Two things around that time which changed me. The first was discovering the magic of bread making, something about creating something from flour, water and salt and turning it into a nourishing and delightful loaf of bread just got me. The trials and errors, the challenges of understanding all the different elements required for this strange alchemy to work. The failures, the constant re-evaluation and improvement again and again and again in search of that perfect loaf. The feeling as your souls sails opening the oven door to see the thing you created, the smell, the taste, the feeling of the hot curst cracking in your fingers as you gently press it. The sound of the loaf quietly cackling as it cools. Each loaf different, each loaf unique, never to be repeated, each bread with it’s own gnarly identity. The simple yet deeply complex flavour of the bread itself and the stories of the flours and the grains that made it possible, created to nourish and feed us.

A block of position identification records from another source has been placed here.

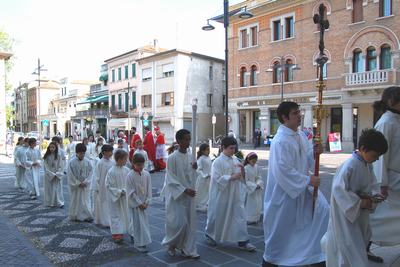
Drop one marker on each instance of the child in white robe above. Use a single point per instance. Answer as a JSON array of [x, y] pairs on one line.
[[180, 206], [79, 178], [348, 235], [139, 196], [203, 177], [33, 164], [116, 196], [53, 173], [226, 218], [254, 189], [101, 213]]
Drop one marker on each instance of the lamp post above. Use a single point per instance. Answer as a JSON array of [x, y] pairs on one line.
[[244, 14], [283, 66], [38, 121]]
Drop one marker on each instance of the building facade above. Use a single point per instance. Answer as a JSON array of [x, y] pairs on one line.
[[281, 43], [169, 81]]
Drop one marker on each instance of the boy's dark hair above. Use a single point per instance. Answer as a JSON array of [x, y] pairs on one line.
[[32, 141], [138, 158], [228, 141], [80, 148], [120, 154], [373, 140], [181, 134], [284, 109], [106, 148]]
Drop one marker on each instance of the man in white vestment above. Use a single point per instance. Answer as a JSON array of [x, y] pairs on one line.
[[292, 233]]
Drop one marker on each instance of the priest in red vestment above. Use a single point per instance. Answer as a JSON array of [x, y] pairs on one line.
[[160, 150]]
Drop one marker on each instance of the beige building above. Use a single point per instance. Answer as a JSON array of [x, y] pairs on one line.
[[362, 45]]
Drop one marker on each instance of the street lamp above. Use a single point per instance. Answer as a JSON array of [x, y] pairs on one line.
[[244, 14], [283, 66]]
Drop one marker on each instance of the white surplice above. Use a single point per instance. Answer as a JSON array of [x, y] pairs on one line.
[[348, 233], [385, 220], [101, 213], [32, 173], [292, 235], [52, 184], [79, 171], [117, 202], [180, 209], [226, 218], [203, 182], [254, 197], [138, 186]]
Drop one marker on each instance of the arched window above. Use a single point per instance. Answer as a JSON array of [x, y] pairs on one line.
[[243, 77], [358, 61], [371, 59], [253, 75], [276, 73], [385, 58], [289, 70]]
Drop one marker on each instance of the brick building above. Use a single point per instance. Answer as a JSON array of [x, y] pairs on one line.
[[362, 45]]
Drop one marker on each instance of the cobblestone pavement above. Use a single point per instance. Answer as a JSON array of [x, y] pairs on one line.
[[34, 235]]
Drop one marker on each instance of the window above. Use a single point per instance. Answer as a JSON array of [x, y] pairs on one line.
[[167, 99], [288, 70], [357, 11], [385, 58], [253, 75], [358, 61], [133, 70], [289, 27], [168, 70], [209, 100], [371, 59], [113, 103], [276, 73], [243, 77], [146, 74], [277, 30], [133, 100], [126, 72], [146, 101], [126, 102], [119, 101], [385, 8]]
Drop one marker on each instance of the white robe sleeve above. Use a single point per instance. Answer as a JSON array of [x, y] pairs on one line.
[[348, 202], [289, 179]]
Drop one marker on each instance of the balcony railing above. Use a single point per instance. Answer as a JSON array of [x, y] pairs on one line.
[[368, 77]]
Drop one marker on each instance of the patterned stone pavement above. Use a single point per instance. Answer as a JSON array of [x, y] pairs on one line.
[[47, 237]]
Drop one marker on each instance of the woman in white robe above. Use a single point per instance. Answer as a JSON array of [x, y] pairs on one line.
[[79, 178], [203, 177], [53, 174], [385, 220], [139, 196], [33, 165]]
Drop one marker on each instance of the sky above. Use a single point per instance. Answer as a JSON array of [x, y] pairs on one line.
[[72, 38]]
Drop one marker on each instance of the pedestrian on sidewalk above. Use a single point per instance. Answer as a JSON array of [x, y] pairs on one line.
[[33, 164], [139, 196], [226, 218], [254, 189], [101, 212], [180, 206], [79, 174], [352, 200], [116, 196], [203, 177], [292, 232], [386, 218], [53, 174]]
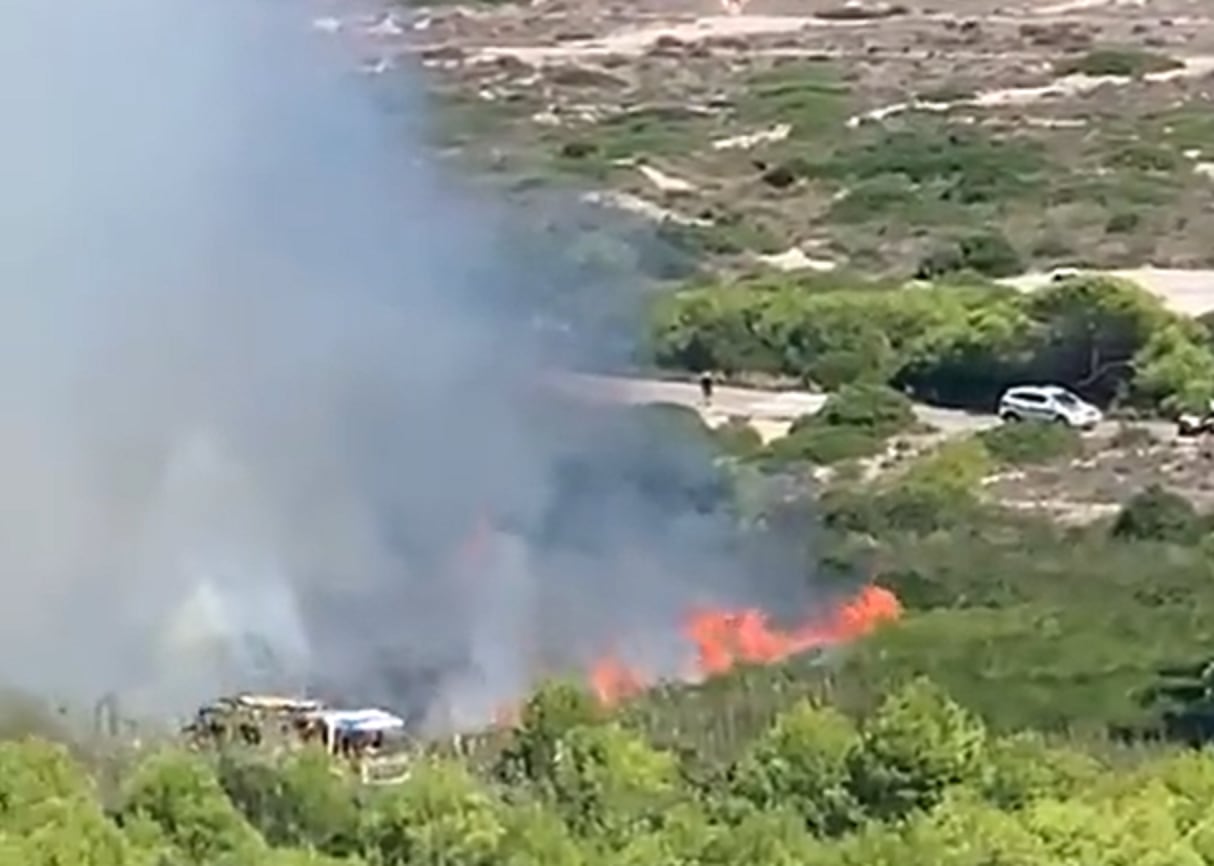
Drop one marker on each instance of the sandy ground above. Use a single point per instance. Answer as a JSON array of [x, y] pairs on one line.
[[1185, 292], [771, 411]]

The second change was a growing understanding of me, my psychology, my past and my place on this planet. The realisation of my own mortality and my life ahead not yet lived. What did I want that future to be? How did I want to fill the time I have left on this planet?


It took another 4 years to find a way to move from the corporate world and into my new skin. But I managed to do that in 2024. I remember the deep delight and feeling of joy I got when I first started to say with belief that I was a Baker, it just felt right in so many ways.


My core goal now is to help others make great bread and re-learn simple bread making skills which last a lifetime. Somewhere along the way in the modern world we have forgotten so much, I want to help people rediscover the joy in bread making the way I did. I can’t promise it will change your life as fundamentally as it did mine, but maybe there are others out there, like me, who have a desire to reconnect to a craft or indeed to come back home in someway to themselves.